# I'm free! I'm free!



## tsunami (Jan 24, 2004)

College finals are over as of now (~10 am CST). It's snowing here in Chicago, but in a few hours I will be basking in the warmth of Miami again.  

Carlos


----------



## jerseyjay (Jan 25, 2004)

Congratulation. 

I hope setting up Nano tank and working soo many hours on that 20Long, had no adverse reaction on your finals :lol: 

Enjoy warm temperature and keep us posted with 55gallon progress. This was the only thing that I liked about school - long breaks and vacation. Corporate world is thought. Enjoy your school days :wink:


----------



## gnome (Jan 27, 2004)

Oh, shoot. I didn't see this post... Carlos, I picked up the Polygonum sp. for you, yesterday. I sent an e-mail last night, but I guess it was too late. I'm really reluctant to send it to Miami again, but I'll do it if you want. I've already packaged it up and everything. What awful timing... 
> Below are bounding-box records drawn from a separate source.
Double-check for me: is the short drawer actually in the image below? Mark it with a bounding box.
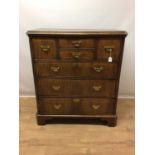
[34,61,118,78]
[59,39,95,48]
[39,98,73,115]
[97,39,122,62]
[37,78,116,97]
[59,49,94,60]
[31,38,56,59]
[78,98,115,115]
Well, let me know what you want me to do. If I get it out by 2 PM it will probably reach you by Friday or Saturday. We could tack on delivery confirmation to be on the safe side. 

-Naomi


----------



## tsunami (Jan 24, 2004)

Jay,

I only work on the 20g long on Friday afternoons for a couple hours. I guess it does add up, but it's part of the hobby right? And the nano cube is pretty care free... gives me something to do between all those little study breaks at night (c'mon, I know that everyone here didn't study for hours on straight without a little break! ). 

I think I spend more time on the aquascaping weekly topics than on my tanks, come to think of it. :shock: I have to stream line that somehow.

Naomi,

I will email you later today. I'm a little backed up.

Carlos


----------



## Raul-7 (Feb 4, 2004)

I always enjoy taking "little" breaks between study-time! Even better to stare at your tank after hours of studying(something like Pre-Cal which is killing me!)...Carlos, pets-warehouse.com sells Polygonum sp, 12 lots for $6.88. I'm not sure what they exactly mean by lots, is it the number of stems or bunches? :?


----------